Andy North: Two-Time U.S. Open Champion/ESPN Analyst
Golf fans who get their fill on Golf Channel, CBS, ESPN, NBC and Fox get very used to the studio hosts, hole announcers and analysts that bring golf tournaments into our home nearly every weekend of the year.
Many of us have our favorites, and of course there are a few we don’t like so well.
A lot of these guys have become semi-celebrities in their own right, names like David Feherty, Gary McCord and Johnny Miller. Others have sort of built a cult following in the world of golf fandom, guys like Roger Maltbie who was a journeyman pro but is highly regarded for his golf acumen, relationship with players and love of the game.
Similar to Maltbie, ESPN’s Andy North is highly regarded by his peers as well as today’s players for his deep understanding of the game. What many of today’s younger fans don’t know, unless they hear him introduced at the opening of a broadcast, is that Andy North won two U.S. Open titles, the 1978 U.S. Open at Cherry Hills as a 28-year old and the 1985 U.S. Open at Oakland Hills.
Remarkably, North only won one other PGA Tour event – the 1977 American Express Westchester Classic.
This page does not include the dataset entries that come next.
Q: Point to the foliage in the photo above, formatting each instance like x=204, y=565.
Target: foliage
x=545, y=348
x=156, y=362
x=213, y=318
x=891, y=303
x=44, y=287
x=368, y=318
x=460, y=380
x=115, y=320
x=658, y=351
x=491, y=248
If you are only going to win three times on tour, you need to pick your spots. It’s certainly possible for an average or below average player to catch fire and win a major. We’ve all heard the names and won’t repeat them here.
Winning two majors is a totally different animal. There are no two-time major flukes. And, when your two majors are both in the U.S. Open, arguably the hardest major championship to win, you are a bona fide champion.
North’s two wins were certainly hard-earned. He took a one shot lead into the final round at Cherry Hills but faced a four-foot putt on the 72nd hole to avoid a playoff and secure the championship. He holed the putt and left J.C. Snead and Dave Stockton on the driving range, denying their dreams of U.S. Open glory for another year.
North’s 1985 win was a comeback affair. He started the day two shots behind Taiwan’s T.C. Chen who went on to hit one of the most infamous shots in U.S. Open history. Chen was cruising through the early part of his round in good form until he attempted a chip from deep, greenside rough. Chen hit his chip, felt and heard the double contact and never recovered fully from the blunder, taking a quadruple bogey and squandering a four-shot lead in a single hole. North held off spirited charges from Denis Watson, Payne Stewart (who’d yet to win a major at the time) and Dave Barr. North’s victory powered him to a spot on the U.S. Ryder Cup squad in 1985.
North joined ESPN in 1993 and became a roving, on-course reporter. He was promoted a little more than a decade later and became one of the lead studio hosts as well as becoming the network’s lead on-course reporter. North is well known for his in-depth, well-thought out major championship previews that current tour pros are rumored to watch in an effort to absorb additional knowledge on the eve of the championships.
One thing’s for sure – Andy North has a deep love for the game and golf fans in the United States hold North in high regard.